Global PV supply chains have experienced considerable disruption over the past 12 to 18 months, with a series of shocks delaying module shipments and increasing prices. In the latest development in the global marketplace, the U.S. authorities have prevented some modules from being imported into the country, as they are under the suspicion of having been produced, at least in some part, through coercive labor programs in the Xinjiang region of China.
Something very similar could occur in Australia, warns Maxeon Solar Technologies Vice President Chris OBrien. He points to the progress of the Modern Slavery Bill (2018) moving through the legislative process of federal parliament as indicative of action being taken. He argues that the legislation will see solar supply chains come under much more scrutiny.
“What we will see is that there will be a lot more of a focus on it,” says O’Brien.
In the United States, the focus on potential slave labor in manufacturing has moved right to the very start of the solar supply chain – metallurgical-grade polysilicon, the feedstock for PV ingots and cells. There are significant operations in the Xinjiang region, and it is difficult for PV cell and module makers to prove that the silicon in their modules is entirely free from forced labor.
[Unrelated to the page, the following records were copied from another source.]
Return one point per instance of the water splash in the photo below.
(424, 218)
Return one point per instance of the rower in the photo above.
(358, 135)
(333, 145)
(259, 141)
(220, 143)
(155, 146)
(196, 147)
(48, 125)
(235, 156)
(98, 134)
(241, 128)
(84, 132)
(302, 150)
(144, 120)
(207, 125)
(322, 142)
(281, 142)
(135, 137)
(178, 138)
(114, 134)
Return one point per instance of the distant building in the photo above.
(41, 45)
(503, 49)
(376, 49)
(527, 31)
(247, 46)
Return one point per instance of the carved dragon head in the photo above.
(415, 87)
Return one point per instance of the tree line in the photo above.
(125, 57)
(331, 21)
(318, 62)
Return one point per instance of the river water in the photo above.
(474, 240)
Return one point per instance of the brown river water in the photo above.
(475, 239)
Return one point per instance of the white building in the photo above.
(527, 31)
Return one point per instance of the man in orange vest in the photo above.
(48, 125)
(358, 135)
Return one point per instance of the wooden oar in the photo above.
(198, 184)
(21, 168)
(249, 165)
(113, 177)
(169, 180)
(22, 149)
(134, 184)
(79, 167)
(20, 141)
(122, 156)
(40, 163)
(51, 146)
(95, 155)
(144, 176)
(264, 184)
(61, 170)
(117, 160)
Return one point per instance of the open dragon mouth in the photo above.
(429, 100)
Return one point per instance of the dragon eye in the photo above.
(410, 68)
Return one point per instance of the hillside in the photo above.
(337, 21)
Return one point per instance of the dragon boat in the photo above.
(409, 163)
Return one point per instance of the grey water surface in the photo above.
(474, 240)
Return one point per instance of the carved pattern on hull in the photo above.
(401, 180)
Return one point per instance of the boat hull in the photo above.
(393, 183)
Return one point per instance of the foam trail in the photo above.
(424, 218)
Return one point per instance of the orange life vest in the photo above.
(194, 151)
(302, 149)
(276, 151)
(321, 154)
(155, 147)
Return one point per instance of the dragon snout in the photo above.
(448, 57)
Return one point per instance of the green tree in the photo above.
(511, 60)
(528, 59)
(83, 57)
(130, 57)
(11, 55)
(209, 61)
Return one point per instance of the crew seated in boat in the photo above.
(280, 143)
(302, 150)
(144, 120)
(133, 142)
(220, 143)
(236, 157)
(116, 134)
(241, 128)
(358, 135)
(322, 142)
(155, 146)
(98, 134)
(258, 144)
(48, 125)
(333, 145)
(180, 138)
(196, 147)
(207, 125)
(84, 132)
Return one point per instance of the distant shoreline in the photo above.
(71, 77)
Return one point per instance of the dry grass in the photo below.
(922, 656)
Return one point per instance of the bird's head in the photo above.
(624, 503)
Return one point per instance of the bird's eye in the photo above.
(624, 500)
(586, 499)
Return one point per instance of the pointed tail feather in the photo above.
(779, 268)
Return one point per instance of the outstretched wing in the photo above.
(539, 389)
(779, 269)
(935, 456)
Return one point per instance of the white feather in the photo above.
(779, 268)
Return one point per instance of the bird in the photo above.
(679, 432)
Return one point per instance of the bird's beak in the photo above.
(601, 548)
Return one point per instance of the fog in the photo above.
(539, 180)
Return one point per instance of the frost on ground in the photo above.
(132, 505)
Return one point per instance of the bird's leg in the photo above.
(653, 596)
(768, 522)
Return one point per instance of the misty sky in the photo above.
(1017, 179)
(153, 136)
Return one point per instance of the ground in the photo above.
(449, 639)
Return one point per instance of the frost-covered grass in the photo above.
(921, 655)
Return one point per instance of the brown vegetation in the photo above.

“We go through a process, and have been for some time, of auditing our suppliers, our suppliers’ suppliers, and tracing all the way down to the origin of the raw material,” says O’Brien. “And we don’t have any breaches of our own policies.”
O’Brien reports that this is important for PV project investors and financiers, as they do not want to put their money behind projects that use modules which could potentially be tainted by suspect labor practices.
“We are dealing with financiers in Australia on utility-scale projects and their key priority is sustainability. You can imagine one of the big utilities coming back six or 12 months later and asking, ‘are our panels ok in terms of sustainability of forced labor?’ People are wanting to get in front of it now,” he elaborates.
Earlier this year Maxeon published its first Sustainability Report. “It was good timing having that report come out,” says O’Brien.
Maxeon was spun off from SunPower a little over a year ago. The company has its headquarters in Singapore and is making the APAC region a strategic priority. It supplies its modules through the former company’s manufacturing facilities in Southeast Asia, along with the JV production facility for its shingled P-Series modules in China.
“One of the key messages is the growth of APAC,” says O’Brien. “Bloomberg are talking APAC doing 34 GW [of PV] this year and 77 GW in 2030. If 77 GW comes to pass over the next 10 years, it will be a massive growth of the importance of APAC in the global PV market. And that’s APAC without China I’m talking about.”